A year from now, with all the luck and scientific progress in the world, we’ll be free to roam again. There may be a whole raft of new stressors waiting for us, but the work you do now to help keep your patients mentally healthy will pay off in meaningful ways.

The most vulnerable populations who are adhering to shelter-at-home guidance due to the coronavirus pandemic, may still be sheltering at home into 2021 awaiting on a vaccine for the virus.

That means more than a year of physical and social distancing—isolation that is unprecedented. We mental health professionals are urging our colleagues in every discipline to be vigilant for psychological distress and to be proactive in addressing this particular vulnerability.

Research on shorter-term quarantines (e.g., MERS, SARS) suggests that there is a dose-repose relationship between quarantine and mental distress. Longer durations of quarantine are associated with poorer mental health including post-traumatic stress symptoms, avoidance behaviors, depression, anxiety, and anger. But most research was previously limited to quarantine of more and less than 10 days, not months.

Research shows that patients most at risk for poor outcomes are those who harbor intense fears about infection. In the research on cases of 10 or more days, there was significant distress related to confinement, loss of usual routine, reduced social and physical contact with others, and worry about inadequate supplies. The experience of anxiety and anger was typical and those symptoms were present for four to six after quarantine and also not unexpected three years later.

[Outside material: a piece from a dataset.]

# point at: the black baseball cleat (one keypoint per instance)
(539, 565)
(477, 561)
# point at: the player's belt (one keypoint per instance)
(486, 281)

One study showed that more than a quarter of all people who were isolated met the criteria for a diagnosis of a trauma-related mental health disorder at the time of their release. All of the distress associated with quarantine is compounded by a lack of guidance and misinformation and confusion about the purpose of quarantine or the personal risk.

Physicians are likely to patient complaints of anxiety and feeling demoralized. Anxiety can manifest itself as overt worry but also as difficulty sleeping or concentrating. Depression can masquerade as boredom as the ongoing dispruption of daily routine and loneliness mounts. Physicians may see more anger, frustration or irritability in patients who may target anger and resentment at healthcare providers.

What can you do to minimize risks over the longest-possible term?

Be a resource for reliable, timely information by ensuring your patients have adequate supplies for extended isolation such as medications and other basic needs (prescription refills, referrals to food banks, roster of reliable delivery services, etc.). And, be part of the social network by maintaining contact with your patients outside of their regular rotation on your schedule.

Advise your patients to limit news consumption to reliable sources as too much exposure to media coverage is related to increased fear and anxiety. Advise patients to create new routines that last from regular daily activities, but mix it up to avoid the monotony of routine.

Stay connected online for social support if necessary. Virtual support groups, video conferencing, social media, and virtual support groups can be helpful.

And, of course, encourage a good night’s rest or address sleep issues patients may have.

A year from now, with all the luck and scientific progress in the world, we’ll be free to roam again. There may be a whole raft of new stressors waiting for us, but the work you do now to help keep your patients mentally healthy will pay off in meaningful ways.